THE DAIRY KITCHEN
Warm Layered Vegetable Terrine
By THE DAIRY KITCHEN
Serves
4
Difficulty
Easy
Preparation
30 MINS
Cooking
20 MINS
This stunning terrine looks amazing and is actually very easy to do. If orange vincotto is unavailable substitute balsamic glaze.
Ingredients
olive oil, for cooking2 medium eggplants, peeled and cut into 5mm thin slices
2 medium zucchini, cut into 5mm thin slices
2 red capsicum, quartered
1 yellow capsicum, quartered
1/4 cup tomato paste
1 cup grated vintage cheddar cheese
1 cup lightly packed basil leaves
100g vintage cheddar, extra, shaved
orange vincotto, to drizzle
Method
- Heat a char-grill pan and drizzle with olive oil. Char-grill the egpplants and zucchini until golden brown, reserve. Place capsicums under a hot grill, skin side up and cook until skins have blackened. Transfer to a plastic bag and seal. Allow the capsicum to steam for 5 minutes and then remove the blackened skins and discard.
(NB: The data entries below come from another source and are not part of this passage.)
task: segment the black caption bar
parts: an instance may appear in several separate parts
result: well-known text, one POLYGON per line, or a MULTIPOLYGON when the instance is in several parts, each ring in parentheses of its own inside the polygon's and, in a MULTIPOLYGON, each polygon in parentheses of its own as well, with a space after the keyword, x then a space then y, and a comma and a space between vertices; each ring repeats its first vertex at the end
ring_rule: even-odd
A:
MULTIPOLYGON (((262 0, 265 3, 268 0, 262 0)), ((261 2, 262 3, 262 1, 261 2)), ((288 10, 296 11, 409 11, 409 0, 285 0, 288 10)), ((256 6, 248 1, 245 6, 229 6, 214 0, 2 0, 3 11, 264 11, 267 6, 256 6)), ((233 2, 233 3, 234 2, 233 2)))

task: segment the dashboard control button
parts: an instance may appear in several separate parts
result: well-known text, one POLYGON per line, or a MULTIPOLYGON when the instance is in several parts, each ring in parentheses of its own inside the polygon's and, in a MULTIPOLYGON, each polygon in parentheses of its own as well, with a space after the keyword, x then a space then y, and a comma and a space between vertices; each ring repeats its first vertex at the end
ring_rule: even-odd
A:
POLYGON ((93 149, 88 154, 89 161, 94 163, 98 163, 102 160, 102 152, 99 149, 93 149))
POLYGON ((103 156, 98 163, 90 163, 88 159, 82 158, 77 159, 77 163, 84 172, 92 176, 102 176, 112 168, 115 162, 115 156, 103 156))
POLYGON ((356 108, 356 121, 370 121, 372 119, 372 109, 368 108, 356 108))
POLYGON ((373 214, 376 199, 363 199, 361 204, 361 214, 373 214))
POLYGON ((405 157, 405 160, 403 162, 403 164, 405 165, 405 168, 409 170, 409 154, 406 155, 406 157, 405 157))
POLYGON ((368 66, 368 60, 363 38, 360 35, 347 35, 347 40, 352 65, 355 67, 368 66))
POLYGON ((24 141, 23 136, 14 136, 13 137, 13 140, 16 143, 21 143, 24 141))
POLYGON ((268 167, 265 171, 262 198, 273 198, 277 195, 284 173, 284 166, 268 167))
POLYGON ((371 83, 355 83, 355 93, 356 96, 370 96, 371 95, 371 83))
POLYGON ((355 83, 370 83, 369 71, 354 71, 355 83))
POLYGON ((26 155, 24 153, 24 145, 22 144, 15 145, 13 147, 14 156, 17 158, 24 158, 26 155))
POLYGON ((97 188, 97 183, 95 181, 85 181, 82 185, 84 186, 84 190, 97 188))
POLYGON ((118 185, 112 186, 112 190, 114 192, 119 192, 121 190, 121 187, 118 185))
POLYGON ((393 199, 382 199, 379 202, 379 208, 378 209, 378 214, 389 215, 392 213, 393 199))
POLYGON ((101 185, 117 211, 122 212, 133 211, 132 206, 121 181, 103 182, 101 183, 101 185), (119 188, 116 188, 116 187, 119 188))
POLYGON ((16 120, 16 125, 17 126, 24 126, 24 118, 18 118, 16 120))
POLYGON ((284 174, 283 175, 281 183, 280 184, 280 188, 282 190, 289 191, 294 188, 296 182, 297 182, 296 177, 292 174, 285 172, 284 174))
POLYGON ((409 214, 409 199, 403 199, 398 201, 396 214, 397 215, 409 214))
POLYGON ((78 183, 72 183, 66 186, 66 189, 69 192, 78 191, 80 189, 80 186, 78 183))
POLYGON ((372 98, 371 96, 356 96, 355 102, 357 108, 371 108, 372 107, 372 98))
- Spread the base and sides of an 11 x 21cm loaf pan with 1 tablespoon tomato paste. Reserve four slices of eggplant to finish the stack. Layer 1/3 of the remaining eggplant, followed by 1/3 of the zucchini in the base of the loaf pan. Spread with 1/3 of the remaining tomato paste and top with 1/3 cup of the grated vintage cheddar.
- Top with four quarters of the red capsicum and 1/3 of the whole basil leaves. Repeat layers twice more alternating the capsicum, red, yellow, red.
- Finish the stack with extra eggplant slices and bake at 200°C for 20 minutes or until cheese has melted. Allow to rest for 15 minutes before cutting into four slices.
- Place slices onto serving plates and top with extra shaved vintage cheddar and drizzle with orange vincotto.